Shooting Performance

Running Quiet

With accuracy testing complete, I really wanted to see if there were any performance shifts when a suppressor is added. Three measures I was really watching for were impact shift, velocity changes and effects on reliability.

The first two characteristics are related, but not necessarily the same. Changes in velocity can affect the point of impact. Most commonly, we see vertical stringing when velocities increase or decrease. However, when adding a suppressor with internal baffle structures and more than 8” of extra tube, I’m also concerned that the bore alignment and directional qualities of propellant gases may be affected.

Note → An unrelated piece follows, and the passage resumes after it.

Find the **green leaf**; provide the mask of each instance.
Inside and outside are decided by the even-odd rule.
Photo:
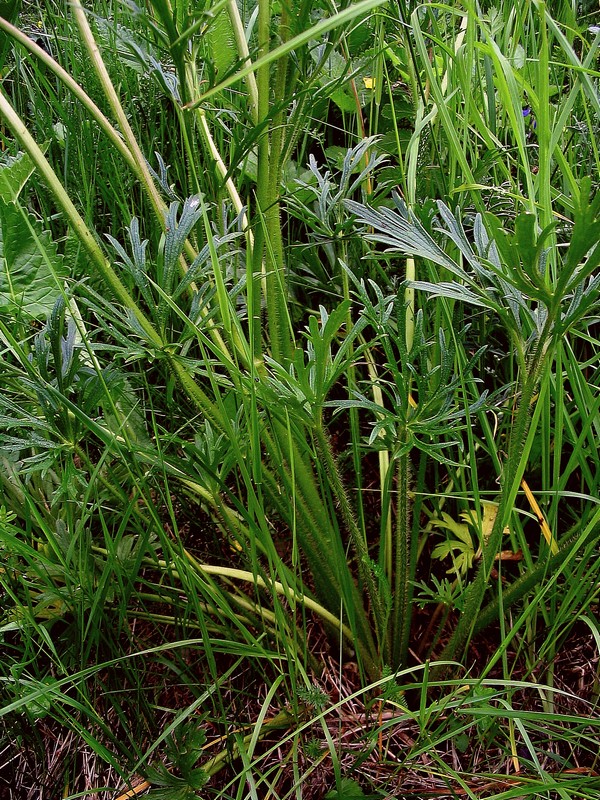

I should not have worried. Using the Winchester Defend ammo, I fired several new three-shot groups from the bench without the suppressor and numbered the impacts “1”. I then attached the Banish 45 and fired another round of groups at the same targets and labeled the impacts “2”. The groups match up nearly perfectly. Only my numbering allowed me to discern suppressed and unsuppressed shots. At 15 yards, there was no noticeable shift. Data from the chronograph further confirmed my findings. The average velocity for 10 rounds with the Banish 45 attached was 1,059 fps, only a 6-fps increase. Negligible.

For reliability testing, it was back to the can of mixed ammo. For those unfamiliar, the concern with adding a suppressor to a handgun is that the added weight of the can, even just a few ounces, will play havoc with the operation of moving parts in a semi-automatic firearm. Moreso for a tilt-barrel design. That’s why pistons have become so prevalent on pistol-caliber suppressors. The spring-loaded adaptors help mitigate the adverse effects of muzzle-mounted devices. Regardless of the ammunition used, the Echelon Threaded / Banish 45 combo worked flawlessly. Functionality was 100 percent, with energetic ejection and no failures to feed.

So, how did it sound? Silencer Central advertises 36 decibels of sound reduction when firing 9mm ammunition through the Banish 45. While I can’t confirm the company’s measurements, I can attest that the report was reduced to hearing-safe levels. Shooting is still loud, not like you see in the movies, but the noise is dampened and shifted forward away from the ear. I would still highly recommend wearing ear protection when shooting suppressed, but there is no doubt suppressors make any shooting experience more enjoyable.

The Final Score

Without question, the Echelon from Springfield Armory is among the most modern handgun designs extant, and it sets a new standard for optics-compatibility with the Variable Interface System. Among full-size duty-rated handguns Springfield is entering a very crowded market, but in the Echelon, I think the company has the right tool for the job.

Already an extremely capable pistol, the Echelon Threaded adds adaptability for muzzle-mounted devices such as suppressors and compensators, further future-proofing the design. If you haven’t invested in an Echelon yet, the Threaded model is your do-everything option. Alternatively, threaded barrels for standard Echelons are available in Springfield Armory’s online store. There’s no excuse not to enjoy a little peace and quiet.